Many sellers have been holding off listing properties for a variety of reasons, including a fear of opening their homes to people who might be carrying the virus. Others were simply riding the wave of higher prices. not wanting to leave money on the table. In many instances, their patience has been rewarded in the form of bidding wars, cash offers and an influx of out-of-town buyers.

“In the high-end market, some people now are considering selling their houses and listing because it’s gotten to the point where there is enough money to decide to sell,” said Miami real estate lawyer Mark Meland of the Meland Budwick law firm.

“They may take some chips off the table,” he said. “Is it enough to satiate the demand? I don’t know.”

The tight supply has helped drive sales of homes in communities under construction.

CC Homes is building 45, low seven-figure luxury homes in Southwest Ranches. Only five are left, said chief operating officer Andrew Miyares.

“Supply remains very tight,” he said. “We started selling in the fall of last year. We’re very pleased with the results so far.”

Much of the allure is the town’s status as a haven for race and show horses and horses for recreational riding. Most of the buyers are “almost exclusively locals” who know the area well. Another development the company is building in concert with Lennar in Miramar is 85% sold out, Miyares said.

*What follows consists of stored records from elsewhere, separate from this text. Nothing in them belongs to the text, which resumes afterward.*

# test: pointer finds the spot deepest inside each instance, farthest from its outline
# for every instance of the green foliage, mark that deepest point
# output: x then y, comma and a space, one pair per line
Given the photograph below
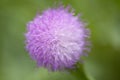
103, 19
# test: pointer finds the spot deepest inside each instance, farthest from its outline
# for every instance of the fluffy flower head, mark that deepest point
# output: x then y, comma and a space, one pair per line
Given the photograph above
56, 39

George Ritiu, senior economist at realtor.com said the growing distribution of COVID vaccinations should give sellers of existing homes more confidence that the time to list isn’t far off.

“More supply should tame down this incredibly hot price appreciation we have seen for the last eight months,” he said in a telephone interview. “We should basically see a much, much healthier market from May through August.”

He said his firm’s survey also found 58% of the sellers surveyed expected to let go of their homes at prices that are below $350,000, “which is precisely where first-time buyers are frustrated.”

Another 28% said they would sell at between $500,000 and $750,000, which is a “sweet spot for trade-up buyers.”

“It will go a long way to solve this Catch-22 where they want to put their home on the market and they can’t find a replacement,” Ritiu said.

An overvalued market?

Those scenarios could serve as safety valves for a market believed by local analysts to be dramatically overvalued.

In Southeast Florida, homes have been selling for an average of roughly 13% more than they should, according to a report released last week by real estate economist Ken H. Johnson, at Florida Atlantic University in Boca Raton, and Eli Beracha, a professor at Florida International University’s Hollo School of Real Estate in Miami.

Based on an analysis of 25 years, they concluded in a report released last week that properties in Palm Beach, Broward and Miami-Dade counties were overvalued by 12.54% in April, an increase of more than 1% from 11.52% in March.

“While still far below the 65% overpricing achieved at the peak of the historic housing collapse of 2007, the size of the month-to-month jump is a concern,” they said in a statement.

“Prices are clearly accelerating at a pace that could become worrisome,” they said. “While the re-acceleration of prices is extending the current boom, it could cause issues in the local housing market, especially if interest rates should rise because higher rates tend to suppress the demand for housing ownership and therefore housing prices.”